In Seven Years in Tibet book... what does the dalai lama learn?

  • What does the dalai lama learn in the book seven years in tibet as well as the author, heinrich harrer? please help me out and thanks so much!

  • Answer:

    The book covers the escape of Harrer, the author, and his companion Peter Aufschnaiter, from a British internment camp in India. Harrer and Aufschnaiter then travelled across Tibet to Lhasa, the capital. Here they spent several years, and Harrer describes the contemporary Tibetan culture in detail. Harrer subsequently became a tutor and friend of the 14th Dalai Lama. The Dalai Lama is a spiritual leader and He knows all and hence he is respected around the world. A BRIEF LOOK OF THE BOOK. The capital city of Tibet was dirty and lacked sanitation; books and recreation were hard to come by; the diet was limited; medicine was more shamanistic than practical; and technology (even the wheel) was looked upon with suspicion. Even so, it was a city easy for the Western imagination to fall in love with; laughter was a constant; curiosity and pleasure were valued beyond industry; and inspite of a rigorous religiosity, the Tibetans were perhaps the least moralizing people of the modern era. It’s with a great breath of mountain air that Harrer references the guilelessness of his hosts; how for instance laughter was a constant and jokes, retold century after century, never failed to solicit mirth. Curiousity, religion, and pleasure were all valued beyond industry. An earthworm in a shovel of dirt would stop the construction of a ditch, the departure of a friend would require elaborate farewells, and the changing of a season would require the performance of one ritual or another.
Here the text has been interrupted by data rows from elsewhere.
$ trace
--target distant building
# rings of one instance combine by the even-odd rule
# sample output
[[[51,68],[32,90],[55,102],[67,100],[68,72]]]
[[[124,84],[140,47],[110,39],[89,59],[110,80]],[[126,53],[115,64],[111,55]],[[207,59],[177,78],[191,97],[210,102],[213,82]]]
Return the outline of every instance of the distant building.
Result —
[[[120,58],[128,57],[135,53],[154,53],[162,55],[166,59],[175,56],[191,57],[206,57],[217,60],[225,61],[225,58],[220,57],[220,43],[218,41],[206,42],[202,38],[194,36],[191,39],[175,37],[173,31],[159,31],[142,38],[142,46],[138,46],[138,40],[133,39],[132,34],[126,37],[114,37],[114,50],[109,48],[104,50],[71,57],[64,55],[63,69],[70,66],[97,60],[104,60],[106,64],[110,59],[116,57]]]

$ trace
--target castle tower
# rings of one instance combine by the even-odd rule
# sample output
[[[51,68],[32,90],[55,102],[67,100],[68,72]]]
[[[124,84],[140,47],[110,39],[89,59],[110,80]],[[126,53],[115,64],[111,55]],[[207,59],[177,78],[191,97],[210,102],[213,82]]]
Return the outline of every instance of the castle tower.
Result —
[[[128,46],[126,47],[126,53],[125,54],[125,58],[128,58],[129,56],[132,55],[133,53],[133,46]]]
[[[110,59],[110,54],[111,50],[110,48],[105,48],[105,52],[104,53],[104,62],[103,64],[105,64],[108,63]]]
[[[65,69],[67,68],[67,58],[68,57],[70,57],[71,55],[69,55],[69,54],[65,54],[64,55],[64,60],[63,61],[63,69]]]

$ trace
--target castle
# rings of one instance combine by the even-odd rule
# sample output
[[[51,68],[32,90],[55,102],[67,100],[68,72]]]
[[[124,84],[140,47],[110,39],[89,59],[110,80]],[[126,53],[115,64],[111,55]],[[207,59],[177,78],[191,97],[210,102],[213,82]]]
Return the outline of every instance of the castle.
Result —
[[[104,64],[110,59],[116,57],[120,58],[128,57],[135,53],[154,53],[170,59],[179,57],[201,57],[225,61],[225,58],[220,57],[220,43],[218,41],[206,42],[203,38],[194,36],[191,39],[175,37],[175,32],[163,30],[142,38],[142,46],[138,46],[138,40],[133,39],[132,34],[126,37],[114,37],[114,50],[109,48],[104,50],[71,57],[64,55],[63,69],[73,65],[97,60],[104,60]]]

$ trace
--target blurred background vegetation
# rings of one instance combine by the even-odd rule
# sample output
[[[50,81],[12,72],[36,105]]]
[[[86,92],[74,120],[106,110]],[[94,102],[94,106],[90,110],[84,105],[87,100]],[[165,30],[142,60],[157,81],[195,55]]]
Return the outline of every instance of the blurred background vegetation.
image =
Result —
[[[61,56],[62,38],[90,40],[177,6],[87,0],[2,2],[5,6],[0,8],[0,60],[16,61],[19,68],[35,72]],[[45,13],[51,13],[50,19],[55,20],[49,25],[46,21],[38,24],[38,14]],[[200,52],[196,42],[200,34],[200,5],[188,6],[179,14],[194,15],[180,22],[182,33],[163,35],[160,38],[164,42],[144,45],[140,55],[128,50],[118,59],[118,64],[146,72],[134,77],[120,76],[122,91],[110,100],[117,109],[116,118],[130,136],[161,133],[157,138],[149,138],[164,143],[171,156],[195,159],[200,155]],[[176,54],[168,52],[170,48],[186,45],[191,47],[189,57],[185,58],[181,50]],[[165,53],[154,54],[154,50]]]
Festivals, parties, and social interactions kept Lhasans engaged — modernity’s harried pace most emphatically did not. I mention this at the outset as a way of explaining why Seven Years in Tibet has endured as an adventurer’s tale. Apart from the power of its narrative and quality of Harrar’s prose, it proves exactly what every wanderer wants to believe; that he or she can stumble away from the complexities of today (a British POW camp) into the simplicity of yesterday (Lhasa circa 1940). It’s escapist literature writ large. And more-over, its literal.